14. With, K. A., A. W. King, and W. E. Jensen.  2008.  Remaining large grasslands may not be sufficient to prevent grassland bird declines.  Biological Conservation 141: 3152-3167.
15. Rahmig, C. J., W. E. Jensen, and K. A. With.  2009.  Grassland bird responses to land management in the largest remaining tallgrass prairie.  Conservation Biology 23: 420-432.

Regional Assessment of Population Viability for Grassland Birds in Agricultural Grasslands

An Experimental Model Landscape System (EMLS), inspired by neutral landscape models, was established in the field to assess how habitat  connectivity affects species interactions (predator-prey and host-parasitoid relationships) and the structure and dynamics of terrestrial arthropod communities that naturally colonized clover habitat in this agroecosystem.  This research is being done in collaboration with Dr.

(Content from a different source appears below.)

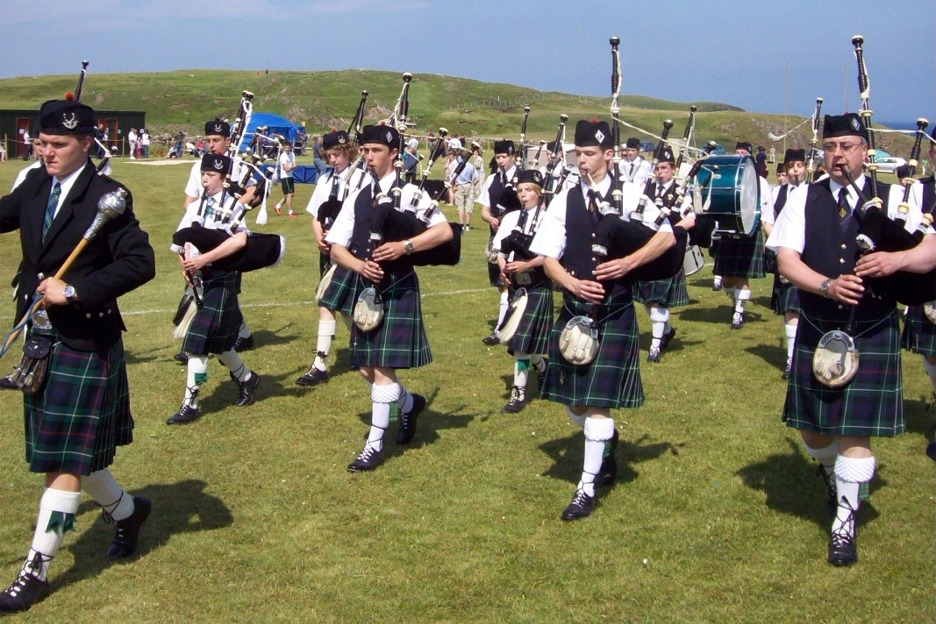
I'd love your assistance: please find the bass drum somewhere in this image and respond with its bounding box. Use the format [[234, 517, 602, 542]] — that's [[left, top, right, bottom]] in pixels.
[[683, 245, 705, 277], [697, 155, 760, 236]]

Daniel Pavuk of the Department of Biological Sciences at Bowling Green State University, and was supported by the National Science Foundation.  This funding and supplemental grants from the NSF Research Experience for Undergraduates Program also enabled the participation of more than a dozen students in ecological research. 

The first publication (With et al. 2002) to emerge from this project reports on how thresholds in landscape structure (lacunarity thresholds) affect the ability of natural enemies to track the distribution of insect pests (biocontrol thresholds).  Landscape thresholds precipitate similar thresholds in the distribution of aphid populations, which become isolated (fragmented) when clover habitat falls below 20%.  An exotic coccinellid (Harmonia axyridis) that was introduced specifically for the biocontrol of pea aphids was able to track this threshold in the distribution of its aphid prey, but an indigenous coccinellid (Coleomegilla maculata) was unable to do so.   An analysis of movement responses to patch structure at different scales revealed that the biocontrol agent was much more mobile, exhibiting a greater propensity to move within and between landscape plots, than the indigenous coccinellid.  The native predator was thus more sensitive to habitat fragmentation and was unable to track aphid distributions when they became scarce and patchily distributed (i.e., <20% habitat).   If native predators are generally more sensitive to habitat fragmentation than exotic species, our study suggests that we may become increasingly dependent upon the introduction of exotic biocontrol agents that are better able to track pest populations below the biocontrol threshold as agroecosystems become progressively more fragmented.   This will obviously incur great ecological, as well as economic, costs.  In addition to economic thresholds, there are also ecological thresholds that must be surmounted for successful biocontrol.